Part B: Input transformation for classification
# --- Simulate the GPT-1 input transformation for sentiment classification ---
# Extend vocabulary with special tokens
special_tokens = ["[EXTRACT]", "[DELIM]"]
for t in special_tokens:
word_to_id[t] = len(word_to_id)
id_to_word[len(id_to_word)] = t
def encode_classification(text_tokens):
"""Transform a list of token IDs for classification fine-tuning.
GPT-1 format: [START] + text + [EXTRACT]
"""
start = word_to_id["[START]"]
extract = word_to_id["[EXTRACT]"]
return [start] + text_tokens + [extract] # wrap with markers
def encode_entailment(premise_tokens, hyp_tokens):
"""Transform premise + hypothesis for entailment fine-tuning.
GPT-1 format: [START] + premise + [DELIM] + hypothesis + [EXTRACT]
"""
start = word_to_id["[START]"]
delim = word_to_id["[DELIM]"]
extract = word_to_id["[EXTRACT]"]
return [start] + premise_tokens + [delim] + hyp_tokens + [extract]
# Example: "chai bahut garam hai" → positive sentiment
text = [word_to_id["chai"], word_to_id["bahut"],
word_to_id["garam"], word_to_id["hai"]]
clf_input = encode_classification(text)
print("Classification input:", [id_to_word[t] for t in clf_input])
# → ['[START]', 'chai', 'bahut', 'garam', 'hai', '[EXTRACT]']
# Example: premise = "chai bahut garam hai", hypothesis = "chai acha hai"
premise = [word_to_id["chai"], word_to_id["bahut"],
word_to_id["garam"], word_to_id["hai"]]
hypothesis = [word_to_id["chai"], word_to_id["acha"], word_to_id["hai"]]
nli_input = encode_entailment(premise, hypothesis)
print("Entailment input:", [id_to_word[t] for t in nli_input])
# → ['[START]', 'chai', 'bahut', 'garam', 'hai', '[DELIM]', 'chai', 'acha', 'hai', '[EXTRACT]']
Notice: the model receives a flat list of token IDs in both cases. There is no special “premise encoder” or “hypothesis encoder.” The same transformer processes everything. The [DELIM] token teaches the model where one segment ends and another begins.
Part C: The combined loss (pre-training + fine-tuning)

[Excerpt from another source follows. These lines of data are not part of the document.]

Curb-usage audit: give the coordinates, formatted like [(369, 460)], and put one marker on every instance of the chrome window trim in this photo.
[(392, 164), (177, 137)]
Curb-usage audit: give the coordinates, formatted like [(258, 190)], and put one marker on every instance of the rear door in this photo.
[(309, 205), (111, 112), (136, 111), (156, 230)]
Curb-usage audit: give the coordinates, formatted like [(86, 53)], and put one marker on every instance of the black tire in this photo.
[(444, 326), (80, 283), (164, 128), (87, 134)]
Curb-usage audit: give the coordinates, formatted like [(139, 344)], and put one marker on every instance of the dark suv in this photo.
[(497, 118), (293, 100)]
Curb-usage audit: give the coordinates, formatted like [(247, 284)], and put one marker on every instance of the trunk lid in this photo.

def cross_entropy_loss(probs, true_idx):
"""Compute cross-entropy loss for a single prediction.
probs: probability distribution over classes (numpy array summing to 1)
true_idx: index of the correct class
"""
return -np.log(probs[true_idx] + 1e-9) # add small constant for numerical stability
# Simulated output of classification head
P_positive = 0.72 # model assigns 72% to "positive"
P_negative = 0.28
# Task loss: true label is "positive"
L_task = cross_entropy_loss(np.array([P_positive, P_negative]), true_idx=0)
print(f"Task loss: {L_task:.4f}") # → 0.3285
# Language model loss: suppose average -log P(token|context) = 1.5 over this batch
L_lm = 1.5
# Combined loss (λ = 0.5)
lambda_lm = 0.5
L_total = L_task + lambda_lm * L_lm
print(f"LM loss: {L_lm:.4f}")
print(f"Combined loss: {L_total:.4f}") # → 0.3285 + 0.75 = 1.0785
During backpropagation, gradients from both losses flow back through the same transformer weights. The task loss pushes weights toward correct classification. The language modelling loss acts as a regulariser, preventing catastrophic forgetting of pre-trained knowledge.
What this code does not show
These snippets capture the conceptual structure of GPT-1. The real model differs in:
- Scale: 12 layers, 768 dimensions, 12 attention heads, 40,478 BPE token vocabulary, trained on 800M words
- Attention: the transformer uses multi-head masked self-attention (Section 4) rather than a bigram
- BPE tokenisation: words are split into subword units (e.g., “beautiful” → “beau” + “tiful”), allowing the model to handle rare words
- Training infrastructure: the full model was trained on 64 GPUs over 30 days
For a full runnable GPT-2 implementation (GPT-1’s successor, same architecture), see Andrej Karpathy’s minGPT — a clean 300-line PyTorch implementation.